Durante muito tempo, o mercado cripto tem um grande fosso de informação e tecnologia: estratégias de arbitragem quantitativa no nível de Wall Street, hedge Delta neutro, market making de alta frequência, etc., que muitas vezes exigem um patamar de milhões de dólares e barreiras técnicas altíssimas — algo que o investidor comum simplesmente não consegue alcançar. Para muitos, só resta brincar em mercados primários de altíssimo risco ou “ficar de boa” e apenas receber retornos básicos.

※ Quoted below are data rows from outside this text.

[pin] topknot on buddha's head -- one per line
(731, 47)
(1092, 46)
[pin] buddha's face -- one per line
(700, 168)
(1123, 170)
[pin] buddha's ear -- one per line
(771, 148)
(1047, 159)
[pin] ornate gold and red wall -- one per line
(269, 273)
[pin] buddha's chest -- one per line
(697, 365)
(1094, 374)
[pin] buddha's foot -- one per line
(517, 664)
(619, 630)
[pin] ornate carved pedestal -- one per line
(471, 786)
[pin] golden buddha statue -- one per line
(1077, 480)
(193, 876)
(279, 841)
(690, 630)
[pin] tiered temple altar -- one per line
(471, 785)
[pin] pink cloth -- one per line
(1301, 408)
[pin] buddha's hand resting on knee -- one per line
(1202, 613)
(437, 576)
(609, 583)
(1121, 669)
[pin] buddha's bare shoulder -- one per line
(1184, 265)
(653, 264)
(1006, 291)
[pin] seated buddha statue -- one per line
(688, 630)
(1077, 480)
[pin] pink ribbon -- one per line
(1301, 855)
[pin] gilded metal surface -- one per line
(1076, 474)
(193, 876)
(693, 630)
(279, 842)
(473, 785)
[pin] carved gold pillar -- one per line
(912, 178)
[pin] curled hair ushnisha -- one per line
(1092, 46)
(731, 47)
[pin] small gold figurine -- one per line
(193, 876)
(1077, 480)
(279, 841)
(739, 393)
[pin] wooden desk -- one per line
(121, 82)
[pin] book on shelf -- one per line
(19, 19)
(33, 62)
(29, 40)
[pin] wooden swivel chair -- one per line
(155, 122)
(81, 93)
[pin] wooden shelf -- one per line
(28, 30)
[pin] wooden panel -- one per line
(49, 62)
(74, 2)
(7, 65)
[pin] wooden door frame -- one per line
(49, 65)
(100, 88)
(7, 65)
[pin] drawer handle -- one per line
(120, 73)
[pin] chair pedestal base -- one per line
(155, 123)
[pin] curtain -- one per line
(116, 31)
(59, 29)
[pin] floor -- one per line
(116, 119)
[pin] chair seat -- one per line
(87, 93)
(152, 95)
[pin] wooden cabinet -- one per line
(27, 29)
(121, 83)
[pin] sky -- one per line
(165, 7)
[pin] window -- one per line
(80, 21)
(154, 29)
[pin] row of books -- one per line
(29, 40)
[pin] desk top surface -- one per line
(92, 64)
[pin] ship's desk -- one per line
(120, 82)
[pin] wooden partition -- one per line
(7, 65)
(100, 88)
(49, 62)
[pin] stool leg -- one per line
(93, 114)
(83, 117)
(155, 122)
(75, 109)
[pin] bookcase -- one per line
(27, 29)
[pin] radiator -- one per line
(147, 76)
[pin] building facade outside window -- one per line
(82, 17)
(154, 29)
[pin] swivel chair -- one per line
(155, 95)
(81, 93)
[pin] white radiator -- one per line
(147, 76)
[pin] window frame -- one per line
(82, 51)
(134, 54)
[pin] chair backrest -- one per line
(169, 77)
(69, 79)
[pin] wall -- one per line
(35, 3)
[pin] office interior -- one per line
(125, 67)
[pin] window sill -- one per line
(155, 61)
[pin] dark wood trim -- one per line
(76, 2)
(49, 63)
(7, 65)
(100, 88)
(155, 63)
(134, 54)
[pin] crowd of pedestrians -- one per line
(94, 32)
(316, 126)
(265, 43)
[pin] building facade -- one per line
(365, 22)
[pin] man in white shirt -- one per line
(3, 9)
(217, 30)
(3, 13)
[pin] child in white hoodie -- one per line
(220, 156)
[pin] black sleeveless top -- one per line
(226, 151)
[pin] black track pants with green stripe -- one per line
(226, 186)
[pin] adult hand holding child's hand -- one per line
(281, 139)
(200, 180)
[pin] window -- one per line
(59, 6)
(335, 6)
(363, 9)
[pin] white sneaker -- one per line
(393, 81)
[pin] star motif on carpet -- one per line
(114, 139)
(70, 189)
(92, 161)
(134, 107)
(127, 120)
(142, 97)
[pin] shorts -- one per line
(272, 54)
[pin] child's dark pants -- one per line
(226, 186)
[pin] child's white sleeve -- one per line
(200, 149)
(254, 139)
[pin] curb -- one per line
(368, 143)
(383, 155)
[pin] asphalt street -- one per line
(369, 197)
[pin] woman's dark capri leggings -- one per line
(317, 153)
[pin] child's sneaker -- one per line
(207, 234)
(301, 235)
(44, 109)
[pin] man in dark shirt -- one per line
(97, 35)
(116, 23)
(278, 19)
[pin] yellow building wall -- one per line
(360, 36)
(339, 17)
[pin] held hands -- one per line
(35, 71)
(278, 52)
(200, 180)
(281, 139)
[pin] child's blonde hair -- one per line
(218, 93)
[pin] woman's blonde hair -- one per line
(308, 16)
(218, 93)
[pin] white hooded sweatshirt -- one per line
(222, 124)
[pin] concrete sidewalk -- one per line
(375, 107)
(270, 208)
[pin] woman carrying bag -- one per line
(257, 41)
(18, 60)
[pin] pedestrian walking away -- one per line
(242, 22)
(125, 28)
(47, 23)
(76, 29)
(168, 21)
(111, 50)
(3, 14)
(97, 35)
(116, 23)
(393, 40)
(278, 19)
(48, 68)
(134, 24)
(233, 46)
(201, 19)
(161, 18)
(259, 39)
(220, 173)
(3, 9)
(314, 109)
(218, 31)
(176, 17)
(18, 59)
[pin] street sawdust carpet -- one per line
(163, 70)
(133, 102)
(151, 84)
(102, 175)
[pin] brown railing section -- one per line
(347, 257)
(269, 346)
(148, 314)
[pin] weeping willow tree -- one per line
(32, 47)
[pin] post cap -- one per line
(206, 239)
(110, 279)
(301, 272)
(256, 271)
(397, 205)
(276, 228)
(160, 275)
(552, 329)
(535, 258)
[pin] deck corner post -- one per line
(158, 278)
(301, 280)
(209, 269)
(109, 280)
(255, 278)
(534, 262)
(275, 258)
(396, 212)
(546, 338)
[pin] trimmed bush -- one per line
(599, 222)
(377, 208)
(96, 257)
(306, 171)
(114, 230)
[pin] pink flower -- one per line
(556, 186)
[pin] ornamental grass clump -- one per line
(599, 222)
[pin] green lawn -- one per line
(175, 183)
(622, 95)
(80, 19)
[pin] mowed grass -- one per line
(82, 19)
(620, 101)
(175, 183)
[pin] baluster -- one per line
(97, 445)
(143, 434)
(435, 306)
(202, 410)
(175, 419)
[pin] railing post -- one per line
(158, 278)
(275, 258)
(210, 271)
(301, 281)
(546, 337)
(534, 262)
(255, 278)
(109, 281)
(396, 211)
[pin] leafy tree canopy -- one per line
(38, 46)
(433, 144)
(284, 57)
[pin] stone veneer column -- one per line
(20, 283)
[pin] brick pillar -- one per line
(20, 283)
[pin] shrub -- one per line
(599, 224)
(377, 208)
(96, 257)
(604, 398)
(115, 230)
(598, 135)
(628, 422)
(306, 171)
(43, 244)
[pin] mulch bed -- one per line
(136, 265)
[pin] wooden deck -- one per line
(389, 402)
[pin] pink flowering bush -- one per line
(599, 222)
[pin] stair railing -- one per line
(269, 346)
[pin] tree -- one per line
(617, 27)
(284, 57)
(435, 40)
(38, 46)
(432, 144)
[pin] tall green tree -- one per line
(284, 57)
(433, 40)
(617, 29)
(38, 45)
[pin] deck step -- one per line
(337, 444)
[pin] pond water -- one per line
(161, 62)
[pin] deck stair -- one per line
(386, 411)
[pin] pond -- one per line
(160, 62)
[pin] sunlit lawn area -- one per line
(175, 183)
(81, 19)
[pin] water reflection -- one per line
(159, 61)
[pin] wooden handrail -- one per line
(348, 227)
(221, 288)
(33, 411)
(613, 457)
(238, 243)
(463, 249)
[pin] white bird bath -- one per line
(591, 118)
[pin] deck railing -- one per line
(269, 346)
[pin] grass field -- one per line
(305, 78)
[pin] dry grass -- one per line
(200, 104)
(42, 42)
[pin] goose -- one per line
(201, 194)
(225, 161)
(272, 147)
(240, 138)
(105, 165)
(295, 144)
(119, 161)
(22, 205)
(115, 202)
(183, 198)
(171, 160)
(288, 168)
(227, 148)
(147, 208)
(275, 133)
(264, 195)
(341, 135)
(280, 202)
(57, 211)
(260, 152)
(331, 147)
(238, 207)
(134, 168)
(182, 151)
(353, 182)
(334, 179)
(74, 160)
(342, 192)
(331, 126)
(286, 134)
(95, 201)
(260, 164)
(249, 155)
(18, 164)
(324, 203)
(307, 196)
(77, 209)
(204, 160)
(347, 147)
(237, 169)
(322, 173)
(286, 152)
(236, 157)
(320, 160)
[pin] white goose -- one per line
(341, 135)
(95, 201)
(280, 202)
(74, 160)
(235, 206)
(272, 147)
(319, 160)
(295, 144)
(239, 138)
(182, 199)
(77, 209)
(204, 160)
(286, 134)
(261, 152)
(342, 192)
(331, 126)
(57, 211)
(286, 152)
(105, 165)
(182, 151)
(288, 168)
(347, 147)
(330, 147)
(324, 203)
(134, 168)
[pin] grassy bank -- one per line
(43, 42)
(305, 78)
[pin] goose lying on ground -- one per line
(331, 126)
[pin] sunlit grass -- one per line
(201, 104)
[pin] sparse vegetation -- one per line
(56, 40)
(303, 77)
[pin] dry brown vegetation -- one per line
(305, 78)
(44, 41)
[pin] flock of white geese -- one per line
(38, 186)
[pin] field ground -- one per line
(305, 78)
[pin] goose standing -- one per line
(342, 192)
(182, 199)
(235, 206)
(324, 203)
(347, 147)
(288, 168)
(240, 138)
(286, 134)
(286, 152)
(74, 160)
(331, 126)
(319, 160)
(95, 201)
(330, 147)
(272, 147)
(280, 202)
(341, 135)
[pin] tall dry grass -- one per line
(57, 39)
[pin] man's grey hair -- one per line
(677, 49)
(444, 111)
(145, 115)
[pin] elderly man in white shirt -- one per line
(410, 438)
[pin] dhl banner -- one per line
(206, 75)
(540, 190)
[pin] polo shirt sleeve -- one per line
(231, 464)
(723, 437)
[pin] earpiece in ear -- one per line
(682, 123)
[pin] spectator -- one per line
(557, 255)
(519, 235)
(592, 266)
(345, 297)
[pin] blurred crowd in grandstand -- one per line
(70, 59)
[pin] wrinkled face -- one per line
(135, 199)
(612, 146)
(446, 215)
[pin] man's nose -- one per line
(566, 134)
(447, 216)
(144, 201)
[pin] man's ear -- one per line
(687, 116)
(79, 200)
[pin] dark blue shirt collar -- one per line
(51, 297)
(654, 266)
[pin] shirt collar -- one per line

Para quebrar esse monopólio, o @Bedrock 2.0 lançou sua arma central — a Arquitetura de Cofre Modular (Modular Vault Framework). A lógica central dessa arquitetura é muito simples e direta: transformar, via contratos inteligentes, em “containerização” transações e estratégias de gestão de ativos que antes eram exclusivas de instituições de primeira linha em Wall Street, permitindo que também detentores comuns de Bitcoin possam participar com um clique.
De acordo com divulgações oficiais, o lote inicial de cofres anunciados é bem luxuoso, cobrindo diretamente quatro tipos de estratégias de mercado totalmente diferentes: incluindo cofres quantitativos Delta neutro que buscam fixar retornos estáveis em períodos de alta e queda bruscas; cofres de rendimento nativos de DeFi que fornecem liquidez de alta frequência; cofres de crédito de empréstimo com supercolateralização para quem segue uma rota mais conservadora; e cofres de RWA (ativos do mundo real) com enorme espaço para imaginação.
Com esse layout em matriz, o Bedrock 2.0 devolve, na prática, as opções ao usuário. Seja você um arbotrista mais agressivo ou um “colecionador” mais conservador, dá para encontrar, dentro dessa estrutura modular, a “bolsa” de poupança que melhor se encaixa no seu apetite por risco. Fazer com que o Bitcoin não tenha apenas a característica de reserva de valor, mas se torne uma ferramenta de produtividade de alta eficiência — é exatamente isso que eles vêm colocando em prática com o “Make BTC Productive”.